At the moment, with more and more businesses folding and more and more jobs being lost, this is a real issue. Can you be sure you won’t be next? If your employer goes bust, you may well not even get a redundancy payment.
Up until recently, many people were very wary of mortgage repayment insurance. It was often mis-sold or turned out to be a waste of money. However, the government has forced a shake-up in the mortgage repayment insurance market, and now there are minimum standards that policies must meet or exceed. You can now buy a policy with much more confidence that it will be suitable for your requirements.
So who are the people who should especially consider mortgage repayment insurance?
• You may have stretched yourself financially with your mortgage – many people in the past decade have been forced to do this in order to get on the property ladder at all.
• You may have little or no equity in your property.
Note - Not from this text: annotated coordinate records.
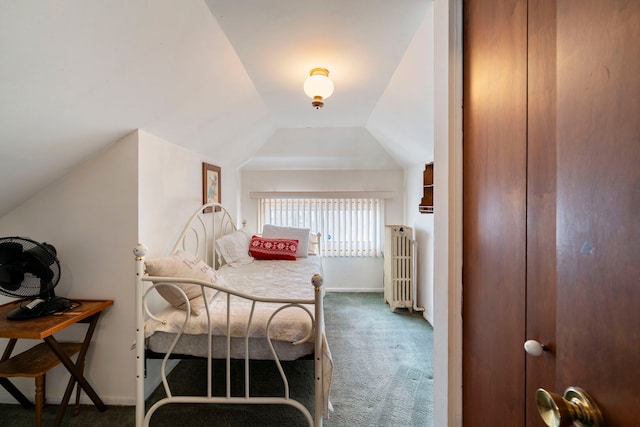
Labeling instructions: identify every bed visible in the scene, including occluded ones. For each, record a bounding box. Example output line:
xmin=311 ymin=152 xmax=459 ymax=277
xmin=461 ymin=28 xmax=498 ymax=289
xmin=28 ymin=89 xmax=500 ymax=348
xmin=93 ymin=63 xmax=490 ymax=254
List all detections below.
xmin=134 ymin=203 xmax=333 ymax=426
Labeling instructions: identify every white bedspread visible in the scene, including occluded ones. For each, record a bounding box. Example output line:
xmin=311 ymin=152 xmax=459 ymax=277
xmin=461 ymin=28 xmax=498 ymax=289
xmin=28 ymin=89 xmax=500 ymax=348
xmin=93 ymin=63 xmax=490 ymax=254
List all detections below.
xmin=145 ymin=256 xmax=333 ymax=414
xmin=145 ymin=256 xmax=322 ymax=342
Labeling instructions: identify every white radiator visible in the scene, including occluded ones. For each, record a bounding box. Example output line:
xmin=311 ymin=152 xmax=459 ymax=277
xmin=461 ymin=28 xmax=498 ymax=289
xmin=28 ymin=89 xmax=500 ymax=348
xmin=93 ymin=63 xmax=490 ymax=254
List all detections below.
xmin=384 ymin=225 xmax=416 ymax=312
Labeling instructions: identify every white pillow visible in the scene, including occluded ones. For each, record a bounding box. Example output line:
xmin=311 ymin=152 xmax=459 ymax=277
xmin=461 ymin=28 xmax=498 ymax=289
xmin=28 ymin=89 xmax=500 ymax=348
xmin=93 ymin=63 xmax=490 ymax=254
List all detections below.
xmin=262 ymin=224 xmax=310 ymax=258
xmin=216 ymin=230 xmax=253 ymax=266
xmin=144 ymin=251 xmax=224 ymax=316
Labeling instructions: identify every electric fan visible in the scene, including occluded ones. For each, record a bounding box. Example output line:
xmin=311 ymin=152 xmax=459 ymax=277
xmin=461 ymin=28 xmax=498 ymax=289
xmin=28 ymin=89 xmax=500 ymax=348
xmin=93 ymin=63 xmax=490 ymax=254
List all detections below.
xmin=0 ymin=237 xmax=71 ymax=320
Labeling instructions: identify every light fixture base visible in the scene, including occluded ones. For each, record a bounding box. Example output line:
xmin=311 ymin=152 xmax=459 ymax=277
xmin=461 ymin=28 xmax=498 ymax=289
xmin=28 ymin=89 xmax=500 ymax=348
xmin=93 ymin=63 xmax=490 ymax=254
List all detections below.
xmin=309 ymin=67 xmax=329 ymax=77
xmin=311 ymin=96 xmax=324 ymax=110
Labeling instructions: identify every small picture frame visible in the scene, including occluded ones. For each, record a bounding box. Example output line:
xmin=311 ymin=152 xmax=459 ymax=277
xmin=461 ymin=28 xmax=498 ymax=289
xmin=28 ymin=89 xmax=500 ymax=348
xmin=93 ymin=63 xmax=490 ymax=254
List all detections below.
xmin=202 ymin=162 xmax=222 ymax=213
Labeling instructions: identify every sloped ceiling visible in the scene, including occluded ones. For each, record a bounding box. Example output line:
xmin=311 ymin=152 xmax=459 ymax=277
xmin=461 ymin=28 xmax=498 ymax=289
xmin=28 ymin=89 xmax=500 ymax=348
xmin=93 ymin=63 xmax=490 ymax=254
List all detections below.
xmin=0 ymin=0 xmax=432 ymax=216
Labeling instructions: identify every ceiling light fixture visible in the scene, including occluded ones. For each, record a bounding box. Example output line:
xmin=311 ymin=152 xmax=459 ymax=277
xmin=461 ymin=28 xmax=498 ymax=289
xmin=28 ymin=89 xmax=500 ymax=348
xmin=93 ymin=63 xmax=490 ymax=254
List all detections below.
xmin=304 ymin=68 xmax=333 ymax=110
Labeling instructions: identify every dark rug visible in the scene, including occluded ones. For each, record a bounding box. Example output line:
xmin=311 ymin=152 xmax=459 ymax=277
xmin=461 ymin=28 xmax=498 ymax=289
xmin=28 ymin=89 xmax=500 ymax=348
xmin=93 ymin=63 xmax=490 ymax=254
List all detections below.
xmin=0 ymin=293 xmax=433 ymax=427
In fact if you originally borrowed a high loan-to-value amount and the value of your property has now fallen, you may well have negative equity. If you suddenly lost your income, there would be no possibility of remortgaging to tide you over.
• If you are employed in a sector where demand is falling, or that is dependent on demand in other areas of the economy, you do need to take precautions against possible loss of income. For instance, the automotive sector is reporting considerable reduction in demand. If a local car manufacturer goes out of business or reduces output, this will affect dozens of other supplier firms in the area. In turn this will affect other companies such as travel firms who are dependent on high employment for their own level of demand. It’s no good waiting until there is an actual threat to your own job before taking out mortgage repayment insurance – it will then be too late.
• Does your employer have a proper sickness payment policy in place (i.e. one that continues to pay all or part of your salary when you’re off sick)? If you’re not sure, ask – you’re entitled to know. Talk to the Human Resources department or your union representative. State sickness benefit will certainly not cover your mortgage payments, so if you won’t get sick pay you need insurance.
Remember you don’t need to get the mortgage payment insurance from your mortgage lender. A standalone policy is likely to be more suitable and you should be able to find one to fit your individual requirements. Talk to a broker who will help you shop around and find one that will give you value for money – and, of course, peace of mind!